QUESTION:
Given an integer array nums, return the most frequent even element.
If there is a tie, return the smallest one. If there is no such element, return -1.
Example 1:
Input: nums = [0,1,2,2,4,4,1]
Output: 2
Explanation:
The even elements are 0, 2, and 4. Of these, 2 and 4 appear the most.

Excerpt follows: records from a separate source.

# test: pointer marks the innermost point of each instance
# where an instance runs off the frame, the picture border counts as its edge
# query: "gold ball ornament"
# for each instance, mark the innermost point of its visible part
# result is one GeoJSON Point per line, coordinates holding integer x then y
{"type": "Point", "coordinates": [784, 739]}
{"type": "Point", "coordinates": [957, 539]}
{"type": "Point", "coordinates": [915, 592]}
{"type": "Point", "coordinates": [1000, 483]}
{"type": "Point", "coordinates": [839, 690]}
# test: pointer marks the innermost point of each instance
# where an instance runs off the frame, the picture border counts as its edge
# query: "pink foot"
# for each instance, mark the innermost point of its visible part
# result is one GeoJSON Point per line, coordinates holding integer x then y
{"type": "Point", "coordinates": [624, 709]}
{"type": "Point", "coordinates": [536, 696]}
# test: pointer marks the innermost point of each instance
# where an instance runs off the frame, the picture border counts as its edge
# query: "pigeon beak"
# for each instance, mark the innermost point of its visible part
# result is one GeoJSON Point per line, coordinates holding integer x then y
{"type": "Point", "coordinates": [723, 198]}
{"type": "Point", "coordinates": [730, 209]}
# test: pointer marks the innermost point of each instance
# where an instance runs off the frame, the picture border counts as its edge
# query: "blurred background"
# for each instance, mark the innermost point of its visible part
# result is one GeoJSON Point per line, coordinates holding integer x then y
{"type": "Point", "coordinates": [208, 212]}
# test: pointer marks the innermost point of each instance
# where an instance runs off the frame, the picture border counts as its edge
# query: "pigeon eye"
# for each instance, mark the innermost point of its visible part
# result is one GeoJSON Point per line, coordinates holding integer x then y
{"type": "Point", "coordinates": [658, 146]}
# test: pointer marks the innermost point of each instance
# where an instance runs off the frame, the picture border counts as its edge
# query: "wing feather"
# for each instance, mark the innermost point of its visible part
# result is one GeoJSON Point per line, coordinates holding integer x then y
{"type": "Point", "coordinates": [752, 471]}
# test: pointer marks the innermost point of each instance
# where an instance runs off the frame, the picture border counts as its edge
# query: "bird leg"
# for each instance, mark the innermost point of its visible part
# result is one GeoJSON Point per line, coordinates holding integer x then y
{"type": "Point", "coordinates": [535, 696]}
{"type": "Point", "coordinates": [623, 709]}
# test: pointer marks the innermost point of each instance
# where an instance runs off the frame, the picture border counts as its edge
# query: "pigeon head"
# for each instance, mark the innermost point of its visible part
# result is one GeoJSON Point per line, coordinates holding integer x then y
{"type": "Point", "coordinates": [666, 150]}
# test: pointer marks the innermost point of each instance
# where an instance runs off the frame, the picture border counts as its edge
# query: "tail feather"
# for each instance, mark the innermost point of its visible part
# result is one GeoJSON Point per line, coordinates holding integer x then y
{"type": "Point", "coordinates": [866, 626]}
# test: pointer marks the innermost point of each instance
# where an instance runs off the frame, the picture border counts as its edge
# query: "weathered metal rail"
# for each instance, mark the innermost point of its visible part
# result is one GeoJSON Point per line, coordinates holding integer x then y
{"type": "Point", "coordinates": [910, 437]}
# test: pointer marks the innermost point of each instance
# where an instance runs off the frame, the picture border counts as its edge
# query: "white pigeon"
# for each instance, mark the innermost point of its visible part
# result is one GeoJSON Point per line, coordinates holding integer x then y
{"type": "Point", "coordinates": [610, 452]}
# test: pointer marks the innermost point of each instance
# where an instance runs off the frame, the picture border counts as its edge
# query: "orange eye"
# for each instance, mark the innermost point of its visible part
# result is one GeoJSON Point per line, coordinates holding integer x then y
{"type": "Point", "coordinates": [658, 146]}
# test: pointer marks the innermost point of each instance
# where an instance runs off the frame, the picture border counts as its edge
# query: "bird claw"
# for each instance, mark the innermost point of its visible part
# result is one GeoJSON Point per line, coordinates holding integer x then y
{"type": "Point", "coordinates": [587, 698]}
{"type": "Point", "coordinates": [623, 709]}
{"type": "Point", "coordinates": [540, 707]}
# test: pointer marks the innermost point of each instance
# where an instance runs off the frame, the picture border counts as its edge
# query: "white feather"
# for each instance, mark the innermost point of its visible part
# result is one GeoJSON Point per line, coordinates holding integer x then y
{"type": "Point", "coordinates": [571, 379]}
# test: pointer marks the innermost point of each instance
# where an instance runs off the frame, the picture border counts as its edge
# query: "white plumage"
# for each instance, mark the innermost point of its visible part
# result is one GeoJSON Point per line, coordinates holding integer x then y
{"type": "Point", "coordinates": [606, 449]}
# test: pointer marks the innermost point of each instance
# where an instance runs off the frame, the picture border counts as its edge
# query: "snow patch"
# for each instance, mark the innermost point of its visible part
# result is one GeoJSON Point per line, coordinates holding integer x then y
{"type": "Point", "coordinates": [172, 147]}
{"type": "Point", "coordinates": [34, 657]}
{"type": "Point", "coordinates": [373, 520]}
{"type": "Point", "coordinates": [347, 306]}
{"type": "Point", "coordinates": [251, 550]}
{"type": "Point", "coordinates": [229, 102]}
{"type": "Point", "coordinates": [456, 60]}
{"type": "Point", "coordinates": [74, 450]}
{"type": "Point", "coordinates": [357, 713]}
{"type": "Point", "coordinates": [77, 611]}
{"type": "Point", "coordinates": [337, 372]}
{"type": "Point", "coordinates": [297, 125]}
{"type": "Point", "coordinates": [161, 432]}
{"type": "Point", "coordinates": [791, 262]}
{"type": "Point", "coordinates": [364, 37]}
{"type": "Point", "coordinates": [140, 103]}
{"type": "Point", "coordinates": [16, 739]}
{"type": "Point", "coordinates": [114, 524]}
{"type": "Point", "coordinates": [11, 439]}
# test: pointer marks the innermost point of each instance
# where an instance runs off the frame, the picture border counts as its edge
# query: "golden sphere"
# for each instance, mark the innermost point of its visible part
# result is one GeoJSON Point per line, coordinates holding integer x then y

We return the smallest one, which is 2.
Example 2:
Input: nums = [4,4,4,9,2,4]
Output: 4
Explanation: 4 is the even element appears the most.
Example 3:
Input: nums = [29,47,21,41,13,37,25,7]
Output: -1
Explanation: There is no even element.
Constraints:
1 <= nums.length <= 2000
0 <= nums[i] <= 105
EXPLANATION:
新学会了在for循环的时候直接使用where关键字, 就可以节省一个if括号, 优雅, 非常的优雅. 最后在dic里进行一下排序, 如果value相同就排序key, 以value的降序排列. 最后取第一个就行. 如果没去到就返回-1.
SOLUTION:
class Solution {
func mostFrequentEven(_ nums: [Int]) -> Int {
var dic:Dictionary<Int,Int> = [:]
for num in nums where num % 2 == 0 {
dic[num] = dic[num, default: 0] + 1
}
return dic.sorted { a, b in
if a.value == b.value {
return a.key < b.key
} else {
return a.value > b.value
}
}.first?.key ?? -1
}
}